Tranquilizer
Oregon · USA
Photographs can lie; this image is proof of that. Beyond the edges of the frame, a calvacade of weekend revelers and yappy dogs incessantly streamed in and out of Abiqua's increasingly crowded amphitheater. Young girls in bathing suits pranced about while their XY counterparts of all ages flung rock after rock into the plunge pool, trying in vain to hit the distant basalt walls behind the falls. One ambitious (and regrettably ample and shirtless) gentleman even crept around the right side of the shoreline behind the cataract, dove in, and proceeded to swim the length of the frigid pool back to the hordes waiting for him on the shores of the stony beach downstream.

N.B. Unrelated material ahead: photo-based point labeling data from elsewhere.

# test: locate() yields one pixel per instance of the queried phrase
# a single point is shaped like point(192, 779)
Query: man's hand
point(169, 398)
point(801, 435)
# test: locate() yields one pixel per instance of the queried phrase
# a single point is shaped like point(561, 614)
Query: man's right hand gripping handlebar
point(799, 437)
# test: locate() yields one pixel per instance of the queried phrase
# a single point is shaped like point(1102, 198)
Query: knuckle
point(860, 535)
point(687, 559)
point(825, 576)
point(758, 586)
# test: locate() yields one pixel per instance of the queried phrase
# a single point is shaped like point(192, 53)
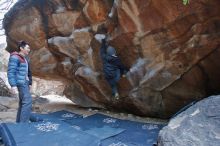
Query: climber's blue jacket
point(19, 71)
point(111, 62)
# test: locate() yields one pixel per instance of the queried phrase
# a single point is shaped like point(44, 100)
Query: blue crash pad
point(135, 133)
point(84, 124)
point(103, 130)
point(49, 133)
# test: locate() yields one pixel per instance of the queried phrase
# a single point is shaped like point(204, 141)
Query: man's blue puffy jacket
point(18, 73)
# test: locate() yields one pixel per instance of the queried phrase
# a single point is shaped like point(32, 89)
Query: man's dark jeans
point(25, 103)
point(114, 82)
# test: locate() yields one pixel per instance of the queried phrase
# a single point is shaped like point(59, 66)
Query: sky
point(2, 12)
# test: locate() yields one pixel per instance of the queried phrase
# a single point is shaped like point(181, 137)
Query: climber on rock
point(112, 66)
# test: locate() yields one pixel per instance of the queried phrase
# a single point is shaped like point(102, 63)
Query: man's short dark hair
point(21, 44)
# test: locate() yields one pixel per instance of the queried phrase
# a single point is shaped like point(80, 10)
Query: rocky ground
point(51, 103)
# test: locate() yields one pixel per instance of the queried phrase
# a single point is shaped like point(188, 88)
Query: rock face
point(198, 125)
point(172, 50)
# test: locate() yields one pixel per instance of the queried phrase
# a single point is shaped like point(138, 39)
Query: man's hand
point(14, 91)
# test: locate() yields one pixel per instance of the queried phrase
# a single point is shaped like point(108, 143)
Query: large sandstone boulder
point(197, 126)
point(172, 50)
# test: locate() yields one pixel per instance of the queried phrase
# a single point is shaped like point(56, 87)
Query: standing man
point(112, 67)
point(20, 79)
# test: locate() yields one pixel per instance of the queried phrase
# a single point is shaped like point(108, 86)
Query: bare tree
point(5, 5)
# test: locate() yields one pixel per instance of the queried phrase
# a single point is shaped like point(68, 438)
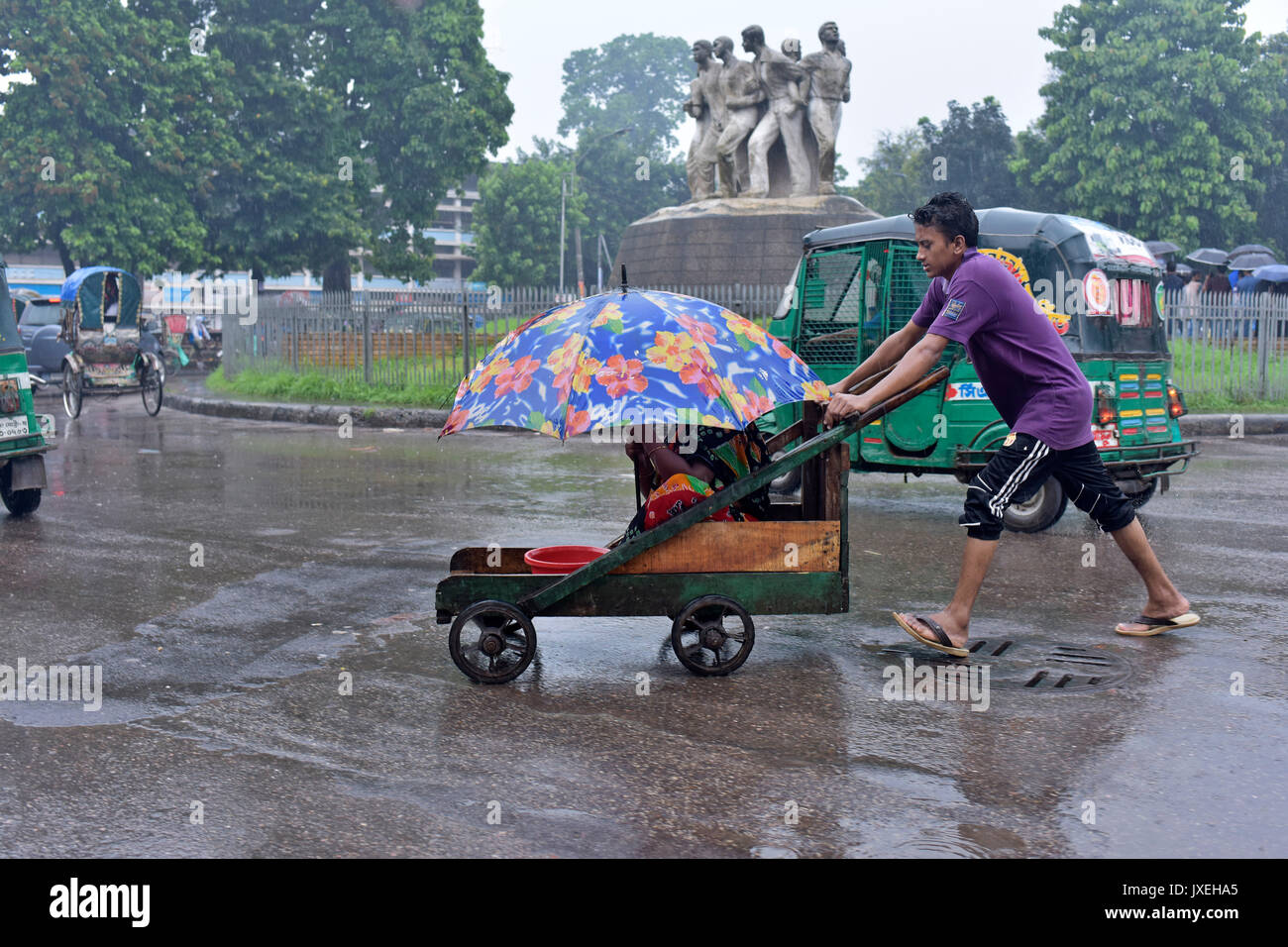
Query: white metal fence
point(1222, 344)
point(1229, 344)
point(413, 338)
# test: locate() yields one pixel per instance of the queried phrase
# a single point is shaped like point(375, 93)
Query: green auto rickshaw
point(25, 436)
point(857, 283)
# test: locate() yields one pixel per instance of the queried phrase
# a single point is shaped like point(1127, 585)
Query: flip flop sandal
point(1154, 626)
point(944, 642)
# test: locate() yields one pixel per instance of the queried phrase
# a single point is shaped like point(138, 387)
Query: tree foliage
point(119, 131)
point(516, 221)
point(423, 106)
point(623, 101)
point(1273, 209)
point(1155, 120)
point(897, 178)
point(970, 153)
point(287, 134)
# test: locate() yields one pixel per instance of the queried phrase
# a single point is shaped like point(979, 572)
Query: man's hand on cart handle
point(910, 369)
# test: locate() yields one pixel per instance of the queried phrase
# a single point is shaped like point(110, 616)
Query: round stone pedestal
point(746, 240)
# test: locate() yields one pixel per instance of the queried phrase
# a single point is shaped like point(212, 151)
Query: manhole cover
point(1031, 665)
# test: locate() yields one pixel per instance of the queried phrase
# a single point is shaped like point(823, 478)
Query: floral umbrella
point(634, 356)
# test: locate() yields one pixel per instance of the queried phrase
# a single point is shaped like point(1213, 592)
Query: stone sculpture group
point(743, 108)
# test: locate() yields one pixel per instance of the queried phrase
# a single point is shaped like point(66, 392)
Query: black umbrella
point(1209, 257)
point(1250, 249)
point(1250, 260)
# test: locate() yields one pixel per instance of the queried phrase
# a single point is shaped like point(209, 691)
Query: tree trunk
point(64, 254)
point(335, 275)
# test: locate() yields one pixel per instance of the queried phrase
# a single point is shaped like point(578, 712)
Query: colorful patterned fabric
point(631, 357)
point(730, 455)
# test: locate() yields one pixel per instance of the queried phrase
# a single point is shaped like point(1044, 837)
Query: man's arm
point(887, 355)
point(907, 372)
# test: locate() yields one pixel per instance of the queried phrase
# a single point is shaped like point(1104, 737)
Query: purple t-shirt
point(1028, 372)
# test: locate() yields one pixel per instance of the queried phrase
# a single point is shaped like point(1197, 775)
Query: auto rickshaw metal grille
point(1030, 665)
point(907, 286)
point(832, 308)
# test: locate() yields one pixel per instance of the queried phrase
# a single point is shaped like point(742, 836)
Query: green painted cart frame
point(706, 578)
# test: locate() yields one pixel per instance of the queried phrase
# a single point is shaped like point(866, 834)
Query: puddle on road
point(246, 635)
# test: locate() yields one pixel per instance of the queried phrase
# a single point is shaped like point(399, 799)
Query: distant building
point(454, 232)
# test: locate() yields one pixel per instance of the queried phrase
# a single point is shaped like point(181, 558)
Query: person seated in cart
point(678, 479)
point(1035, 385)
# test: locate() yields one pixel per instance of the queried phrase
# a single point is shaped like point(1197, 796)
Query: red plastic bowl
point(559, 561)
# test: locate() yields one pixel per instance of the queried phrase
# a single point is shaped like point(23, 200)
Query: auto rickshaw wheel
point(72, 390)
point(20, 502)
point(492, 642)
point(1138, 491)
point(704, 643)
point(151, 382)
point(1039, 510)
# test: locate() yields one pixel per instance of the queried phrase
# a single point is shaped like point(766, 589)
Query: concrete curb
point(1223, 425)
point(362, 416)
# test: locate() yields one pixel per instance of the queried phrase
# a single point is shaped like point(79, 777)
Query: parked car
point(39, 324)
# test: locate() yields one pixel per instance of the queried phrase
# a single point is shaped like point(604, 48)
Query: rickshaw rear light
point(1106, 412)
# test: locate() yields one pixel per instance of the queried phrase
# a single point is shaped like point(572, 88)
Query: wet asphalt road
point(320, 557)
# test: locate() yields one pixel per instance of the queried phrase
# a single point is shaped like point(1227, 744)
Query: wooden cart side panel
point(760, 547)
point(760, 592)
point(836, 472)
point(503, 560)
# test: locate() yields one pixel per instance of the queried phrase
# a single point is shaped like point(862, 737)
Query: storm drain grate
point(1029, 665)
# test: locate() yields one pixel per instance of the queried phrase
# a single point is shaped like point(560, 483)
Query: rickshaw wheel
point(702, 641)
point(151, 384)
point(20, 502)
point(72, 392)
point(492, 642)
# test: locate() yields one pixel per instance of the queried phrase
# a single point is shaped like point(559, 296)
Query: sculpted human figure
point(828, 86)
point(782, 81)
point(706, 105)
point(741, 95)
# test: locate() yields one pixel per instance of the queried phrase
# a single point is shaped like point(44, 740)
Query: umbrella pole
point(639, 492)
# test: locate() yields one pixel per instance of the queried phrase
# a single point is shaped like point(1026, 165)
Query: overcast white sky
point(900, 52)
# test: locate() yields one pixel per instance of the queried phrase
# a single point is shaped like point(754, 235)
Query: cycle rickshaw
point(101, 322)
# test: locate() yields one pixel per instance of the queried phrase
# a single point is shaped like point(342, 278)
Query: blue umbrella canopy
point(1250, 260)
point(1209, 257)
point(631, 357)
point(1276, 272)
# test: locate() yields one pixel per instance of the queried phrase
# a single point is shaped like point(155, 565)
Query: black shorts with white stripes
point(1021, 467)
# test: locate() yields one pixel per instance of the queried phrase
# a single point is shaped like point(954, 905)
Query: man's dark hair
point(952, 214)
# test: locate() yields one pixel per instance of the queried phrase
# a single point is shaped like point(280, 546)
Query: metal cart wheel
point(492, 642)
point(72, 393)
point(704, 643)
point(151, 382)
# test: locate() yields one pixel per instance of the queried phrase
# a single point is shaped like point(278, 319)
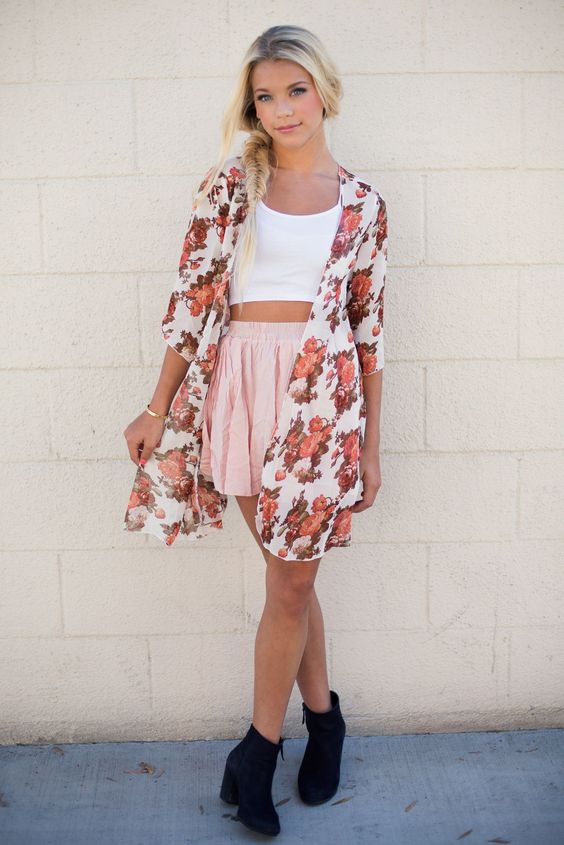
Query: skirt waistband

Anymore, a weekend visit to Abiqua is the farthest thing from the peaceful retreat it once was just a couple years ago and beyond. I don't begrudge it's popularity, though...to do so would be incredibly hypocritical of me--after all, I and talented Seattle-based photographer and incredibly amicable gentleman Irfan Soomro were there in the midst of it all, too. In fact, for me, it was my third weekend there in a row, owing to a series of requests by out-of-towners wanting to visit the spectacular waterfall with me after my mom had chosen it as her Mother's Day destination of choice. And while I might have drawn the line at a fourth week in a row had it come up, please don't take this telling with any air of boredom or exasperation with Abiqua herself at all. It's always a fun and rewarding challenge to try to present a familiar (and undeniably beautiful) face in a different light, and above all it's an incredible compliment and privilege to be asked by far-flung visitors to show them around my 'neighborhood.'
To get this particular take, I took my camera off the tripod entirely in order to get the super-low angle needed to fully capture Abiqua and her reflection in a shallow pool just inside the lip of the shoreline. All thoughts of trying to do a focus stack or maximally polarizing in the reflection were abandoned since both the focus ring and circular polarizer on the lens were resting on the pebbles, and twisting them would have shifted the camera unacceptably. So I made do with a shallow-depth-of-field effect, opening up the aperture as far as it would go, and I spent the single 1-minute total exposure tuning out all the man-and dog-made background noise, training my eyes upon the thundering column of water, and reminding myself why I just can't resist coming back to see her.